Elle a connu un fort match utilisant son gabarit pour jouer un peu plus physique, elle qui jouait dans un contexte de mise en échec pour la toute première fois, une facette du jeu qu’elle a particulièrement aimée.
« Je ne pensais jamais dire ça dans ma vie, mais j’ai vraiment aimé ça. Ça donne une petite rage, tu peux donner une mise en échec et c’est toléré, alors on va jouer physique! »
Elle a également joué en désavantage numérique grâce à cette nouvelle règle du No Escape Rule, alors qu’à deux reprises, elle était sur la patinoire lorsqu’une de ses coéquipières a reçu une pénalité. Jouer en désavantage numérique n’était pas une facette du jeu qu’Audrey-Anne était appelée à faire régulièrement avec les Carabins. Mais elle a tout de même pris plaisir à le faire et s’est fort bien débrouillée, coupant des passes, désageant son territoire et bloquant des tirs au moment opportun.
« C’est un autre rôle que celui que j’avais avec les Carabins et je vais le prendre. Je vais prendre tout ce qui passe en fait. On s’était pratiqué la semaine passée alors ce n’était rien de nouveau et je pense que ça s’est bien passé. »
Seul bémol, sa rapidité. Reconnue pour son tir et son coup de patin dans les rangs universitaires, on a quelque peu senti de la fatigue dans son jeu plus le match avançait, particulièrement en troisième période, où elle semblait un peu plus lente qu’en début de rencontre. Ce qui est tout à fait normal. Il s’agissait de ses débuts chez les professionnels, le plus haut niveau auquel elle n’a jamais joué et elle l’a fait plus de 614 jours après son dernier match.
Jouer avec Serdachny
Lors de la deuxième rencontre face à la Victoire de Montréal de surcroît, c’est sur un deuxième trio que l’entraîneuse-chef Carla MacLeod a décidé de la placer aux côtés du choix de première ronde de l’équipe au repêchage de 2024 et celle qui a marqué le but en or pour Équipe Canada lors des plus récents championnats mondiaux, Danielle Serdachny, ainsi que de la multiple championne mondiale Emily Clark. Un vote de confiance, certes, mais également un test afin d’évaluer pleinement les capacités et le rôle qu’Audrey-Anne pourra avoir avec l’équipe. Jumelé au trio de Marie-Philippe Poulin et à la suite d’une défaite de 6 à 3, elle s’en est tout de même bien sortie avec une fiche de plus-1 et quelques bonnes chances de marquer.

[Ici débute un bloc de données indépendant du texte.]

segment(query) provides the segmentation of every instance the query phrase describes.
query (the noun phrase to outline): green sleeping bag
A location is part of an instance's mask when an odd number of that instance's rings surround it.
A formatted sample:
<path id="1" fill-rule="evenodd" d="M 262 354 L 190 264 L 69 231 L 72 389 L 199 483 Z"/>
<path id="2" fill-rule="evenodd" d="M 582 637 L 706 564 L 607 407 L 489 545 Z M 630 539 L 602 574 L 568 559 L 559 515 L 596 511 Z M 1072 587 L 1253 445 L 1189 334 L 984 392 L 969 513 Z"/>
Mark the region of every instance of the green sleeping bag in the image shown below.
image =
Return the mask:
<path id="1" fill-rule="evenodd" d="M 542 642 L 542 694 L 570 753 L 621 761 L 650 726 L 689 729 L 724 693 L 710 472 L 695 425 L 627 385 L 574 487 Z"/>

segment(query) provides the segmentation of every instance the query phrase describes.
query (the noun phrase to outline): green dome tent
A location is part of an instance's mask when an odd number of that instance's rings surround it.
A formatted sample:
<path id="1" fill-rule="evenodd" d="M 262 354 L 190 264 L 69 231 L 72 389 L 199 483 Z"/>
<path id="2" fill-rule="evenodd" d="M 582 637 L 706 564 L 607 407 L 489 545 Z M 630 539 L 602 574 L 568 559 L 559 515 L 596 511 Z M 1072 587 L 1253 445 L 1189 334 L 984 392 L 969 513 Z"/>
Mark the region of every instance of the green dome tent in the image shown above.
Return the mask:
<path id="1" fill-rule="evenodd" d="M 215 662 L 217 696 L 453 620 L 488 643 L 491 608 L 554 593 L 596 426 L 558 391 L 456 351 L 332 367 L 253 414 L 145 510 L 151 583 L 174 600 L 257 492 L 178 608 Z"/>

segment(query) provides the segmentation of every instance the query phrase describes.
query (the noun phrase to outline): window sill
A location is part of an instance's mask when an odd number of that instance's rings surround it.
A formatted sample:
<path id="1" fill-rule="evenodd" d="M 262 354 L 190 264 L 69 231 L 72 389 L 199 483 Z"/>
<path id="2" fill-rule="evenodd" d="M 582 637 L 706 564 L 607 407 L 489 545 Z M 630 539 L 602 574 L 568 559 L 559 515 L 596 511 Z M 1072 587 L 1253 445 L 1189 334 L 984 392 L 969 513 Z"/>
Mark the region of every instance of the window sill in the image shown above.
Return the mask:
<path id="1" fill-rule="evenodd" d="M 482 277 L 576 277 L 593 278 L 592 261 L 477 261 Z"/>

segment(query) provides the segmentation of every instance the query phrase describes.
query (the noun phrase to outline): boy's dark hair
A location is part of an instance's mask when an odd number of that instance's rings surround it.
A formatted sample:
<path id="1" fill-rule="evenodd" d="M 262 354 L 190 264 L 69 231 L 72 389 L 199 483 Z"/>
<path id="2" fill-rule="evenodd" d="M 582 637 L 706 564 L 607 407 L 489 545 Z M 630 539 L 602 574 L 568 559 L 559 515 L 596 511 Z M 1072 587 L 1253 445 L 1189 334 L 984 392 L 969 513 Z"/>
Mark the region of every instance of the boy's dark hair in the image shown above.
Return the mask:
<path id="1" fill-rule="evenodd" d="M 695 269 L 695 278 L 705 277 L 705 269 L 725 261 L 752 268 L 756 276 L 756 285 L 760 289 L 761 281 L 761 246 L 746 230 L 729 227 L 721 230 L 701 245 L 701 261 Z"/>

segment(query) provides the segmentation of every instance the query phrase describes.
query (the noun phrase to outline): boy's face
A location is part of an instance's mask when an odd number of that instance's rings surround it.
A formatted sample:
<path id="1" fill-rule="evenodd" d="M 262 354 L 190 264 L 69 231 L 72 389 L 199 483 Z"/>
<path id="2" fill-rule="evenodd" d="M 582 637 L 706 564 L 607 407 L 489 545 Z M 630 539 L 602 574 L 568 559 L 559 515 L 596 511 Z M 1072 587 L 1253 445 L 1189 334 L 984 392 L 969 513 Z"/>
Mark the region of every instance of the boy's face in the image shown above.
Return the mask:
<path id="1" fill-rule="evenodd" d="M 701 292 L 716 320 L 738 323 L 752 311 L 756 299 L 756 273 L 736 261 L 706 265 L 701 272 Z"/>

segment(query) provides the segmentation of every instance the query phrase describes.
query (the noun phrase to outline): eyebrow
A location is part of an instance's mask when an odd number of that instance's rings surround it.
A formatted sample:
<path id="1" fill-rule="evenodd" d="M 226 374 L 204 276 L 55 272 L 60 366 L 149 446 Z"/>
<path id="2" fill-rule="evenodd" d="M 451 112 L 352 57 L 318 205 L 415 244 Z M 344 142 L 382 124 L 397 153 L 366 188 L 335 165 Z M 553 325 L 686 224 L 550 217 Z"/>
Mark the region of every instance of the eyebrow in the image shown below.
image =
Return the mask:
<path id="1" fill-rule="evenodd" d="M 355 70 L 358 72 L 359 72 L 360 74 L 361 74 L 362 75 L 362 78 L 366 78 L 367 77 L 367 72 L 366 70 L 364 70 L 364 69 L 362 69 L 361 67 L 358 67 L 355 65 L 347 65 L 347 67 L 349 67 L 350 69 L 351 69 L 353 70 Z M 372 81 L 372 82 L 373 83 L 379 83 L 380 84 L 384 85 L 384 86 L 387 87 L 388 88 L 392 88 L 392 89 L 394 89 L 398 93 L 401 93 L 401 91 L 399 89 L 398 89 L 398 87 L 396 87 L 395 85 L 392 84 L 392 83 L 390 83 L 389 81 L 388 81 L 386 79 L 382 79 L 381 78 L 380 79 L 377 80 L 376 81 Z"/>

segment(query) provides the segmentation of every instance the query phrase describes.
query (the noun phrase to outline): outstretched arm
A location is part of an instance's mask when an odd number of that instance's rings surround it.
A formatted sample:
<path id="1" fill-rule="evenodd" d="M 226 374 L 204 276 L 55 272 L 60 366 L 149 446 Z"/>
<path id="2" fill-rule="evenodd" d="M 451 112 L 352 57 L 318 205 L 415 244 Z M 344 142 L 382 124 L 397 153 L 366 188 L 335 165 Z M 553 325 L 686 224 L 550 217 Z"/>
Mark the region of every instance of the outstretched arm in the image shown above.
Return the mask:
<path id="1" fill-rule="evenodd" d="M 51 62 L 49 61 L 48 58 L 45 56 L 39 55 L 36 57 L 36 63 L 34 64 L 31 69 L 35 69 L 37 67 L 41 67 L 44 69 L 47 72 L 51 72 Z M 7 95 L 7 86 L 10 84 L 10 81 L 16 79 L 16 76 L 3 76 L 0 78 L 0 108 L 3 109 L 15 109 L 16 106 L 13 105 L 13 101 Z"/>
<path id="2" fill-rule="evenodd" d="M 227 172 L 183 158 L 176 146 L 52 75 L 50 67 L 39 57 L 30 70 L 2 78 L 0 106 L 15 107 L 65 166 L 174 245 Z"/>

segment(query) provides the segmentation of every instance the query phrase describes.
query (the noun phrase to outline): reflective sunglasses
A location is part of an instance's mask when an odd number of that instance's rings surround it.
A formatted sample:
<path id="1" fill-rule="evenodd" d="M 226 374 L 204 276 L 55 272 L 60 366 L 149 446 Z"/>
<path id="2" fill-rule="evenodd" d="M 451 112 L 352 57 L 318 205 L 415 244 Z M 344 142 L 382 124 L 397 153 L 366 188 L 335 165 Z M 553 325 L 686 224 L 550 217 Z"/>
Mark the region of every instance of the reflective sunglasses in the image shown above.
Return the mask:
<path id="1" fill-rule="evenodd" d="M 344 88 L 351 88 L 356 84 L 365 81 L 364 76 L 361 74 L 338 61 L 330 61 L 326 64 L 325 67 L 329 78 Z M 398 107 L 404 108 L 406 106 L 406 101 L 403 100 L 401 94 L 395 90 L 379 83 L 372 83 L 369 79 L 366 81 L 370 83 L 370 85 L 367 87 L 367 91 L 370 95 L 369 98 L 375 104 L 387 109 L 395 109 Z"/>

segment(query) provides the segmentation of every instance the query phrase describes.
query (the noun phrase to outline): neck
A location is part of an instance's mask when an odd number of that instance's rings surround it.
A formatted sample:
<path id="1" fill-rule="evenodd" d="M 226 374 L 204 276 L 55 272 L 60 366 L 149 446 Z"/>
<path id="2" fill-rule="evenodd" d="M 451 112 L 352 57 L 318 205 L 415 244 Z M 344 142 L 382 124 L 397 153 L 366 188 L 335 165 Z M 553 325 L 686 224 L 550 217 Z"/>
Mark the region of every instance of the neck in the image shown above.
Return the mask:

« Ce que je remarque c’est la constance dans son jeu et évidemment, son excitation, a mentionné Carla MacLeod après la rencontre de vendredi. Quelle histoire! Si vous vous arrêtez et que vous faites une pause, quelle histoire de persévérance! Son état d’esprit est impressionnant pour une jeune femme. Elle va continuer à faire de grandes choses dans la vie. Vous pouvez juste le voir dans sa personnalité. Nous sommes impressionnés par son éthique de travail et sa détermination à revenir au jeu de cette façon. »
S’il n’y a pas de place, je vais en faire une!
L’équipe a 12 attaquantes déjà sous contrat. Mais quatre d’entre elles ont des contrats non garantis. Et le directeur général de l’équipe a été très clair à ce sujet. Ce n’est pas parce qu’une joueuse a un contrat qu’elle va nécessairement jouer avec l’équipe.
« Je m’en vais là pour faire ma place, s’il n’y en a pas, je vais en faire une. C’est ma mentalité! »
Ce qui veut dire deux choses dans le cas d’Audrey-Anne Veillette. Soit qu’elle a impressionné suffisamment la direction pour se faire offrir un contrat régulier, soit qu’on lui offrira un contrat sur la liste des réservistes. Si c’est le cas, une autre équipe pourrait à ce moment-là acquérir les droits sur l’attaquante.
Personnellement, j’ai de la misère à croire qu’elle ne revêtira pas un uniforme de la LPHF cette saison et fort probablement que cet uniforme sera celui de la Charge d’Ottawa. Elle est une attaquante de puissance qui ne va qu’améliorer son jeu au fur et à mesure que la saison va avancer et au fur et à mesure que sa rapidité va redevenir l’une de ses marques de commerce.
Ce sont dans les prochains jours que nous saurons exactement le sort d’Audrey-Anne Veillette dans la LPHF, alors que les équipes doivent remettre leur alignement final mercredi prochain.